Indie/alternative three-piece Fatherson deservedly appeared on many ‘Best of 2016’ lists with their fantastic album Open Book. To keep the momentum going into 2017, the band have been touring mainland Europe in support of the record and this show at The Zephyr lounge is the first show of this headline tour back in the UK.
Local band Trueheights open the show with a performance that’s high on style and presentation, but a little lacklustre in content. The opener shows a lot of promise with its upbeat energy and impressive vocals from frontman Zakk Poland, but as the set progresses the songs start to blend together and follow the same theme. With consistent song structures from one track to the next and vocal melodies that seem recycled across multiple songs, there’s not enough variation in the songwriting just yet to sustain interest over a whole set.
The band have obviously put a lot of thought into their image – a large branded backdrop adorns the back of the stage and each member of the band looks like they’ve just walked off a magazine shoot. As part of this polished presentation, a backing track with synth effects plays in the background and though this is a nice idea, the effects drown out the organic guitars on stage leaving just drums, vocals and the backing track as the prominent sounds. There’s plenty of potential here though and if Trueheights can shift their focus from perfecting their image to perfecting their songwriting craft, they’ll be in a much better position to carve out a long career.

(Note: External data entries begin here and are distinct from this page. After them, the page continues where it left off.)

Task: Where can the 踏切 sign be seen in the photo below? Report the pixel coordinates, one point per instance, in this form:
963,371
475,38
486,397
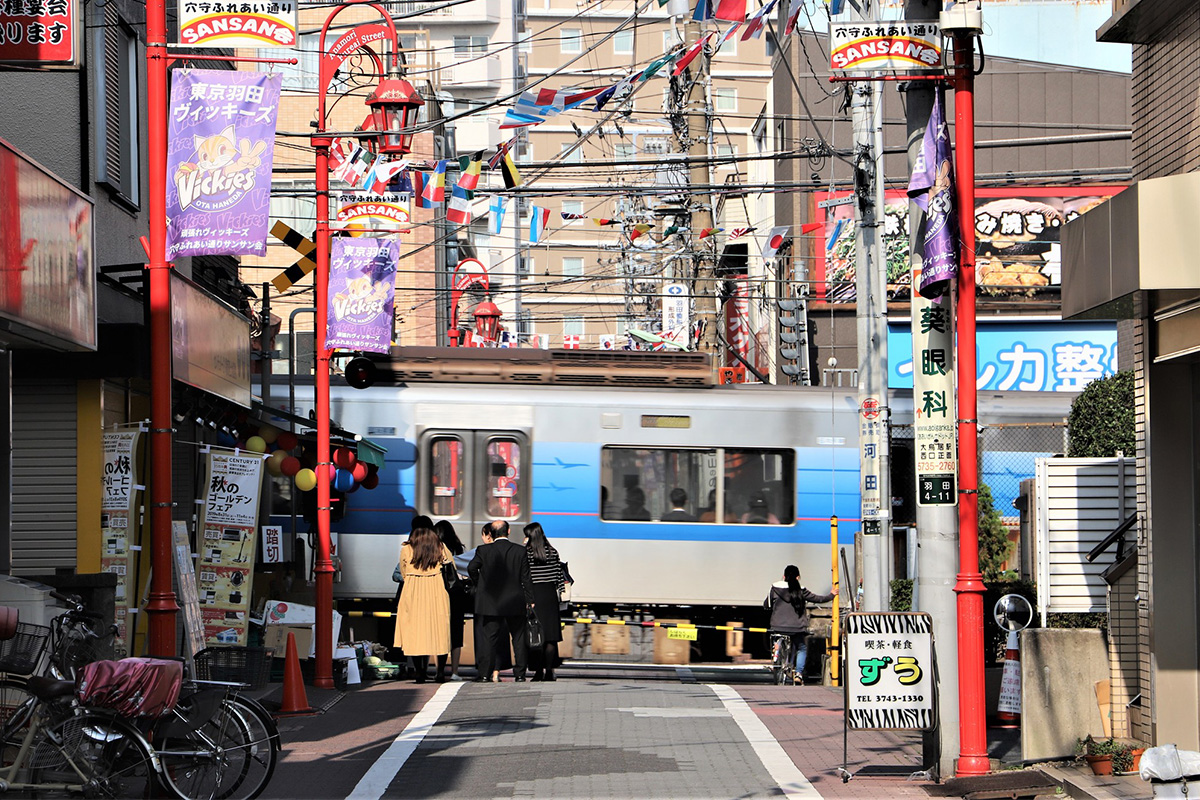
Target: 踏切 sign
889,672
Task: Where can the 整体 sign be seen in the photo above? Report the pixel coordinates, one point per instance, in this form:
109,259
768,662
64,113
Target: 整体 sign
45,32
889,672
238,24
867,46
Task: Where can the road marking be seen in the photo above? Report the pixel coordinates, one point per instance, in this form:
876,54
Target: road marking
387,767
769,752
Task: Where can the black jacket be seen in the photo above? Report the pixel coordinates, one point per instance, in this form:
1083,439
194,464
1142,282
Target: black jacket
501,575
784,617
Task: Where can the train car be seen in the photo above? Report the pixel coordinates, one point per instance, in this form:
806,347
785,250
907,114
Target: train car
655,497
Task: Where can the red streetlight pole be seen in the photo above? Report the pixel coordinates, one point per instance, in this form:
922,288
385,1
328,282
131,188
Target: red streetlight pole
393,103
969,587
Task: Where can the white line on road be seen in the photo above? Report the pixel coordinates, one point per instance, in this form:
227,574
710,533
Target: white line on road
387,767
769,752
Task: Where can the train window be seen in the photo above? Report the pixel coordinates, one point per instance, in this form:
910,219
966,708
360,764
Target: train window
447,470
677,485
503,483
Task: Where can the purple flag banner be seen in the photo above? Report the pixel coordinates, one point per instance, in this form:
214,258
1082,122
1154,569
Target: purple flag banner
361,294
220,148
933,187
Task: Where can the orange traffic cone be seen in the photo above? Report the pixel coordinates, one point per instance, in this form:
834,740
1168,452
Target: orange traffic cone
295,699
1008,714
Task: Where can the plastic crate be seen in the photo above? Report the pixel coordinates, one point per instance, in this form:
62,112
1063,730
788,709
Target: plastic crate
22,654
235,665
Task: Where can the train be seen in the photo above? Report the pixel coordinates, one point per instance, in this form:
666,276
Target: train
667,498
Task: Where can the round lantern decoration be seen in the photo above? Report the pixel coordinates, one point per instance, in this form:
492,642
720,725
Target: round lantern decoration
306,480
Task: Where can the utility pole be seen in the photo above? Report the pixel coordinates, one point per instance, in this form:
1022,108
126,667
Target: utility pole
936,524
870,304
699,125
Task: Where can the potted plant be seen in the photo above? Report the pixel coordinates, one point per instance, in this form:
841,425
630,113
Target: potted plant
1098,753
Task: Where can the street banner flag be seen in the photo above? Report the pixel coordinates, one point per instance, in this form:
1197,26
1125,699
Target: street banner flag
496,215
691,53
509,172
220,155
471,168
933,188
639,230
733,11
361,294
793,16
538,220
436,187
757,22
775,239
459,211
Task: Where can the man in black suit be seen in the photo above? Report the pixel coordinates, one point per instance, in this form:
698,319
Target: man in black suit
503,591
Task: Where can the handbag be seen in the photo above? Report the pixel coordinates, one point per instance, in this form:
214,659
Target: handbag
449,576
533,629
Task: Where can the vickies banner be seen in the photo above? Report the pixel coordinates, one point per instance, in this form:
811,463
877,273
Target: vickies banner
220,148
361,294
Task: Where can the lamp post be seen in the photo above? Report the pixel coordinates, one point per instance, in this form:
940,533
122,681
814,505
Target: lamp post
394,106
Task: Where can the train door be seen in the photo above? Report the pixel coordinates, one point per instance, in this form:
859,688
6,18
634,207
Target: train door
472,477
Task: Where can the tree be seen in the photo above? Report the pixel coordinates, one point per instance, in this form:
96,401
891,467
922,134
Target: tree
1102,419
994,543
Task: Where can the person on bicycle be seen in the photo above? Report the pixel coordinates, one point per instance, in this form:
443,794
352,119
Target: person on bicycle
789,603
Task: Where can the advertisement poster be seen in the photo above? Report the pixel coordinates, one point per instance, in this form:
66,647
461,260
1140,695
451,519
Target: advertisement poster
220,149
119,523
1018,251
361,294
889,672
45,32
238,24
227,541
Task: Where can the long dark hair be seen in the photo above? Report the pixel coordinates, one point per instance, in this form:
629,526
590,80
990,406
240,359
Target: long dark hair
426,548
537,542
450,539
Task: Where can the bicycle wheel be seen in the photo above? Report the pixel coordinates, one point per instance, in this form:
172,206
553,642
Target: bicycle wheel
91,755
229,756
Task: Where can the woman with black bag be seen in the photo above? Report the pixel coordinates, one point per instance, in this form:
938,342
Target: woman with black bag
423,615
546,572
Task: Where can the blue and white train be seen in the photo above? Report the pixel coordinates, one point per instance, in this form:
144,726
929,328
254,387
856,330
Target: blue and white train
760,470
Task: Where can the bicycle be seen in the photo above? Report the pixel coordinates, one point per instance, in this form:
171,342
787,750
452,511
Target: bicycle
783,659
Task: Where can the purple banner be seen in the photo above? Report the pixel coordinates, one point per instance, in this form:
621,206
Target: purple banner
220,146
361,294
933,187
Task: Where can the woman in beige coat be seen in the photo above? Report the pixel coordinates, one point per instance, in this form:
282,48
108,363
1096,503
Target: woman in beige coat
423,615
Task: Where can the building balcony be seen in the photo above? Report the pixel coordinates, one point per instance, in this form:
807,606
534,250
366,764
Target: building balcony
474,12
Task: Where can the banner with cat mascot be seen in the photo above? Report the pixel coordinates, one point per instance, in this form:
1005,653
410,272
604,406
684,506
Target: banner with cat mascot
220,148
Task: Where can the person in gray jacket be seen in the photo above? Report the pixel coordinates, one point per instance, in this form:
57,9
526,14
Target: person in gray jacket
789,603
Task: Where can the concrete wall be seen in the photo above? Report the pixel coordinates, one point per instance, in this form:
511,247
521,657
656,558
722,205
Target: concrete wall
1060,668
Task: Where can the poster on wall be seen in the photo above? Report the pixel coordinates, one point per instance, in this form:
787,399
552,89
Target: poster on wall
119,523
228,535
220,150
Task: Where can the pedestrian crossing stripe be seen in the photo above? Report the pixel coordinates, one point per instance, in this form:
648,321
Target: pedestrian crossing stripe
303,245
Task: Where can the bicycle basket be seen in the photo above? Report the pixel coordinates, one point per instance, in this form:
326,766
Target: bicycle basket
235,665
21,654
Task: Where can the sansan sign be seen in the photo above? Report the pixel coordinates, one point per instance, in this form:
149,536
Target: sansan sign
203,23
885,46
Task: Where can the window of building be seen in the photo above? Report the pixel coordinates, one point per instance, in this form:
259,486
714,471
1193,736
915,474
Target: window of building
623,42
118,162
697,485
725,98
570,40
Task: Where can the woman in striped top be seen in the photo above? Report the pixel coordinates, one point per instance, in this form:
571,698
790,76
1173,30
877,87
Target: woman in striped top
546,571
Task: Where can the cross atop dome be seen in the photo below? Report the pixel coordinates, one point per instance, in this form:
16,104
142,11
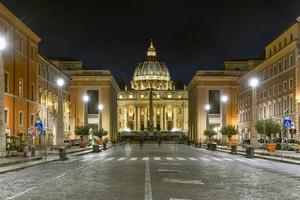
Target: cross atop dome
151,50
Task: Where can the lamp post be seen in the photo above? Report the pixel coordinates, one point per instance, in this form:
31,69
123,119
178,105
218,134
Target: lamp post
207,108
254,83
100,109
2,117
60,119
86,98
224,99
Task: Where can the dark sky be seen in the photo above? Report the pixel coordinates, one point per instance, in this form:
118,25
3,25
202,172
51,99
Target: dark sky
189,35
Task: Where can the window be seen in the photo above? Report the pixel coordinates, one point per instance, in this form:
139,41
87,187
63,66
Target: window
31,119
21,88
291,83
21,118
6,116
284,85
279,88
32,53
6,82
274,89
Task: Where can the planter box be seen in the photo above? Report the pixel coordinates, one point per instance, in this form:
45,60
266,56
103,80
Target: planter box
271,147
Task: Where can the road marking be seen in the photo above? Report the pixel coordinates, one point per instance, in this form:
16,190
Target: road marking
157,158
145,158
57,177
169,163
109,159
148,189
28,190
204,159
171,180
169,170
228,159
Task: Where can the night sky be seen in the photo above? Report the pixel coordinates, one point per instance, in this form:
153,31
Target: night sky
188,35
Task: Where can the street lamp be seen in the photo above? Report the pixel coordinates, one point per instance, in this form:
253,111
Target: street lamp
85,98
253,83
3,44
100,109
207,108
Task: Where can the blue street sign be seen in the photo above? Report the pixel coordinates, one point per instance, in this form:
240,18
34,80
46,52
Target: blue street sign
287,123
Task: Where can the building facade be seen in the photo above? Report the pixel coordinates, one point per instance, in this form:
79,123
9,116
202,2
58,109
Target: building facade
100,87
20,59
152,103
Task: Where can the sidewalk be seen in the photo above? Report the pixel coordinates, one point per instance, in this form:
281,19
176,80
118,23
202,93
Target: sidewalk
281,156
20,162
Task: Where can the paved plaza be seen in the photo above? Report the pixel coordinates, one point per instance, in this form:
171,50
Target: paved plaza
156,172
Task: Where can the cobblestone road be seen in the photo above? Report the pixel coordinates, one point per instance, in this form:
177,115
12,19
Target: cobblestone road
166,172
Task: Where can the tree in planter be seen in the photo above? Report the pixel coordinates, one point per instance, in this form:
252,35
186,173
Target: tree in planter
229,131
82,131
209,132
267,127
100,133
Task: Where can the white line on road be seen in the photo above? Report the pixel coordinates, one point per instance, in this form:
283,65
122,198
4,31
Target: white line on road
57,177
204,159
171,180
28,190
109,159
146,158
169,170
157,158
148,189
168,163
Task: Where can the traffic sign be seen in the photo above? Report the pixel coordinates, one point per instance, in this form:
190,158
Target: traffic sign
287,122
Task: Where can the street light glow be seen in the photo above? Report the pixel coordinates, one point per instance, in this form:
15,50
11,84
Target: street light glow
2,43
224,98
60,82
207,107
100,107
86,98
253,82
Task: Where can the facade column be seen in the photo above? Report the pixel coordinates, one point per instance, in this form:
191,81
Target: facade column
2,118
174,117
161,118
60,119
138,118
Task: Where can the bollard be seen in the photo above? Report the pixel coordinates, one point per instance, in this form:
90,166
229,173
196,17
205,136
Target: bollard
249,152
213,147
62,153
32,151
234,149
96,148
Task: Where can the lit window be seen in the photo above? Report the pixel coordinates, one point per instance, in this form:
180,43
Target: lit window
21,88
21,118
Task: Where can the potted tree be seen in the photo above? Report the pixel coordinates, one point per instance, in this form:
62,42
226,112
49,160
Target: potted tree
267,127
82,131
229,131
100,133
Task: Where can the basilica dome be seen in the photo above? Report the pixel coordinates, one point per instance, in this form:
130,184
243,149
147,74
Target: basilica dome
151,73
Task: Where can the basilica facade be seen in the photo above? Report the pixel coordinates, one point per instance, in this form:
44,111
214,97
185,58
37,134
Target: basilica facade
152,103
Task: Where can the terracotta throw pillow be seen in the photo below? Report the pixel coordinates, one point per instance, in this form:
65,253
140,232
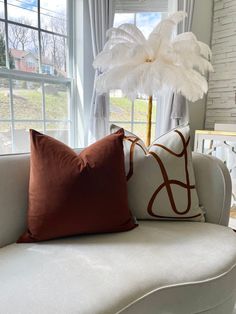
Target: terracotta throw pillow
161,182
72,194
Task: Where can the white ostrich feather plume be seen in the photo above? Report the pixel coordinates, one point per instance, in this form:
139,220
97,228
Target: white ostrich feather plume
134,64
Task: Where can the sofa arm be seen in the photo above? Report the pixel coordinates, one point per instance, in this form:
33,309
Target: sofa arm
213,183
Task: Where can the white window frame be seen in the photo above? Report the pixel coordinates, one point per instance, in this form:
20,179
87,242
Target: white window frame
12,74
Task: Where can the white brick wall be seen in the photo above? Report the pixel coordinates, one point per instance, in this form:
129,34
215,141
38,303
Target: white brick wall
221,99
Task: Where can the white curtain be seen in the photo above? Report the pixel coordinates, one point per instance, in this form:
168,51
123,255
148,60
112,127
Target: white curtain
172,108
101,14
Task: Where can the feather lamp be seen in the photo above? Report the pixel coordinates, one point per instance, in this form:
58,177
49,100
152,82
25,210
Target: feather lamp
137,65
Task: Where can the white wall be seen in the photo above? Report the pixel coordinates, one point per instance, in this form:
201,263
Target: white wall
221,101
202,28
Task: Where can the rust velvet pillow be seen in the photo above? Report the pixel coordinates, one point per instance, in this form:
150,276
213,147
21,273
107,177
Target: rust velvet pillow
72,194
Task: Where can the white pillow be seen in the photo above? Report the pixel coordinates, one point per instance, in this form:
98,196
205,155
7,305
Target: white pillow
160,179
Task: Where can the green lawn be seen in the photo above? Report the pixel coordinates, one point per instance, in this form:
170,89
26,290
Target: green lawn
28,106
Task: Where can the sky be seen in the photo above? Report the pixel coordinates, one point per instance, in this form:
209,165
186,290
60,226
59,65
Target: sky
145,21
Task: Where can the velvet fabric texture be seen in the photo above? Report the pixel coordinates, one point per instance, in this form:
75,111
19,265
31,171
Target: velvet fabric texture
72,194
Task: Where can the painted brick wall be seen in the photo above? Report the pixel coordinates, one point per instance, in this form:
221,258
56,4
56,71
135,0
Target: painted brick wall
221,99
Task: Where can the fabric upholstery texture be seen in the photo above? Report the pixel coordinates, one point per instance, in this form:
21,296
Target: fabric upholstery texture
161,182
73,194
177,267
213,185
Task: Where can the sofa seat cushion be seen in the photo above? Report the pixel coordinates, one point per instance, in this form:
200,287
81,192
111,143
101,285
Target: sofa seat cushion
183,267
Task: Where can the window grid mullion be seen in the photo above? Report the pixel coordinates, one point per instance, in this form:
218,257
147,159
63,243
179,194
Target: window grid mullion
12,115
44,108
6,35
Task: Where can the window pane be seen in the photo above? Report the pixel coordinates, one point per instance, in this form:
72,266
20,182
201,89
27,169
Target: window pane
53,55
120,107
24,47
5,138
146,21
56,102
2,45
27,100
5,112
2,15
22,138
141,110
59,130
125,126
53,16
141,131
121,18
23,11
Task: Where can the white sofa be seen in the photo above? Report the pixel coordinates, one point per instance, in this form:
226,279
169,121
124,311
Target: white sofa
159,267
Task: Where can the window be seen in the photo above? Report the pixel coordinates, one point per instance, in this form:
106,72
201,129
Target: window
132,115
35,75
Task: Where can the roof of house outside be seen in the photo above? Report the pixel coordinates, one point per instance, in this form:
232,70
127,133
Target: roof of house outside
20,54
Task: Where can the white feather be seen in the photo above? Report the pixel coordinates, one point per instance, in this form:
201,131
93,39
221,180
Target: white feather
136,65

In stark contrast to the opening band, Fatherson take to the stage with no backdrop bearing their name and no backing track to perform to, relying solely on the raw talent running throughout the band. Playing a mixture of songs from Open Book and their debut We Are An Island, Fatherson don’t play a note out of place, particularly front man Ross Leighton, whose vocals are sublime for the entirety of the set. Leighton’s vocals on record are emotive and carry a lot of character and every inflection and high note on the record is matched perfectly on stage. There’s nothing from the studio album that this band can’t reproduce live and the attention they’ve committed to the craft of songwriting is paying huge dividends.
‘The Forest’ and ‘Sleeping Over’, two of the more mellow songs on Open Book, are much more vibrant live and this change in perspective offers a chance to enjoy certain tracks in a new way. This effect is one of the unique joys that live music can provide and makes not only this one event a special moment, but it revives the album all over again, making the record a whole new experience as well.
Fatherson reinforced their reputation for creating emotionally uplifting, alternative songs with Open Book and with such incredible live performances to go alongside it, they’ve proven themselves to be a major force in the genre. Humble, down-to-earth, gimmick free and immensely talented, Fatherson are the complete package.